London Councils continue to support good food despite budget cuts

Sustain’s Good Food Local: the London report highlights that London councils are committed to meaningful action on food, despite years of budget cuts.

This Good Food Local: the London report, previously the Good Food for All Londoners report, indicates that councils across London are using their resource and capacity to go the extra mile on school food, and are helping to create healthier boroughs with restrictions on advertising for unhealthy food.

This year’s report falls at a momentous time: coinciding with the five-year anniversary of the Healthier Food Advertising Policy introduced across the Transport for London estate, and in the wake of the Mayor of London’s announcement that universal primary school meals provision will be extended for a further academic year.

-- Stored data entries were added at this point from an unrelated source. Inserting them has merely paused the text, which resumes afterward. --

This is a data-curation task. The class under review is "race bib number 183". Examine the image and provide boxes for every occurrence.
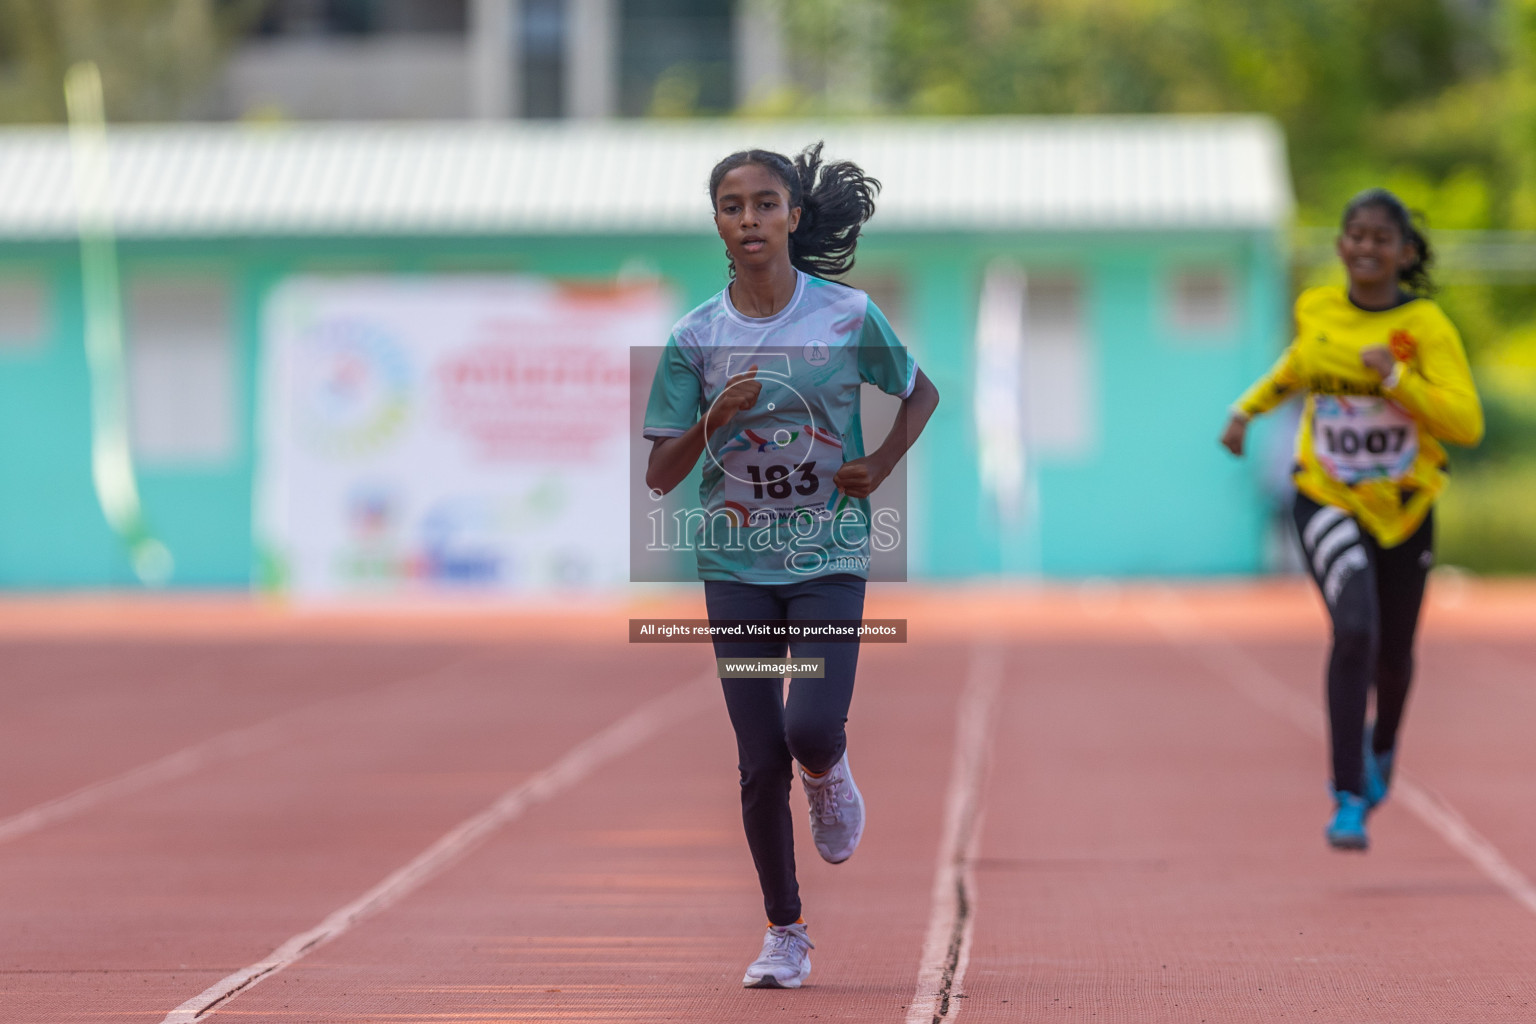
[716,425,843,526]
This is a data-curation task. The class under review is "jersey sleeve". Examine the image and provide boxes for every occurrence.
[642,334,702,441]
[1383,309,1484,447]
[1233,343,1303,418]
[856,299,918,398]
[1233,291,1314,417]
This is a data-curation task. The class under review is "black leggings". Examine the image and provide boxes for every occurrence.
[1292,493,1433,797]
[704,574,865,926]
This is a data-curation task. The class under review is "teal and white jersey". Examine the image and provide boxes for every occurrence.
[644,271,917,583]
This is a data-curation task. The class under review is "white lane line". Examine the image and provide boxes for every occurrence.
[160,674,714,1024]
[906,645,1003,1024]
[1144,594,1536,920]
[0,657,477,848]
[1395,782,1536,915]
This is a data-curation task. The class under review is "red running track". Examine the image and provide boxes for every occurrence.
[0,582,1533,1023]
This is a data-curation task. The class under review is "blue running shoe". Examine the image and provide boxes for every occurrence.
[1363,723,1395,811]
[1327,790,1370,851]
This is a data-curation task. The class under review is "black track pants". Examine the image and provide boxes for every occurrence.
[704,573,865,926]
[1292,493,1433,797]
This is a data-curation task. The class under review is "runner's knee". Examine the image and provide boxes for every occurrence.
[783,720,843,775]
[1377,646,1413,683]
[1331,619,1377,671]
[737,748,793,794]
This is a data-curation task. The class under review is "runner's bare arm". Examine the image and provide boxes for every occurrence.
[1220,411,1249,457]
[645,366,761,495]
[1360,345,1396,379]
[833,368,940,500]
[1223,340,1301,458]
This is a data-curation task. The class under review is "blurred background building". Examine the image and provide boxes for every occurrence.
[0,117,1290,588]
[224,0,762,121]
[1,0,1532,592]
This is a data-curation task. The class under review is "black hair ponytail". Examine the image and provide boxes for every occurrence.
[709,142,881,279]
[1342,188,1436,295]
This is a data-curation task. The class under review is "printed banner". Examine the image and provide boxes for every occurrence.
[257,276,671,597]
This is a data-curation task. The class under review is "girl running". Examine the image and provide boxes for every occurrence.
[1221,188,1482,851]
[642,143,939,987]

The impact of these region-wide policies can be seen in this year’s report, with councils expanding eligibility for school meals or improving the quality of school meals. Several more councils have also passed Healthier Food Advertising Policies, making a total of seven London councils with their own policies in place to protect their communities from unhealthy food adverts.

Barbara Crowther, Campaign Manager for the Children’s Food Campaign at Sustain says: “With new Mayoral funding for primary school meals, 2023 was a momentous year for school food in London. Many councils have gone the extra mile with advice and support, including additional grants to improve kitchen and dining facilities, or top up funding beyond £2.65 per meal, or expand their secondary meal services. 

“The opportunity – and challenge – is not just putting food on a plate, but ensuring it is nutritious, and appealing, connects into food education and learning, and supports local health, sustainability and climate change goals. What happens in London has the power to inform and transform future government policies and funding levels, not just in London but across the nation; not just for primary, but for all children from nursery to sixth form.”  

The report details that councils are prioritising cash-first responses to food poverty. This approach ensures autonomy, dignity and choice are at the forefront of responses to food insecurity, and helps maximise household income for those facing financial hardship. Many councils are committing to increase data collection to make the process more streamlined and to be better able to reach those who require support. 

Underpinning all this work is the effort being made by councils to invest resource and capacity into good food governance. Despite budget cuts, local authorities are showing that they understand good food work is best supported by cross-sector collaboration and systems-wide innovation; not working in siloes and sticking-plaster solutions. Twenty-three councils are now working within food partnerships, and 12 of these are members of the Sustainable Food Places network.

Sofia Parente, Head of Local Action at Sustain, says: “The size and confidence of the Sustainable Food Places network has grown significantly over the last few years and one third of London boroughs are members of the network. Alongside councils, they are stepping up to address household food insecurity, supporting community food enterprise, harnessing food’s role in the fight against climate change, and using planning to enable community food growing.”

From the 29 councils that completed the survey, 11 have received awards for their achievements. Camden, Greenwich, Islington, Lambeth, Newham, Southwark and Tower Hamlets have been recognised for scoring highly across a broad range of measures, showing cross-cutting leadership. Wandsworth has been recognised as the most improved council, with special mention of its work on food poverty, school food, and developing a food strategy. 

Lewisham has received a commendation for its work on community food action, Waltham Forest is commended for its work on a local, sustainable food system, and Westminster has received a commendation for its efforts on tackling food poverty.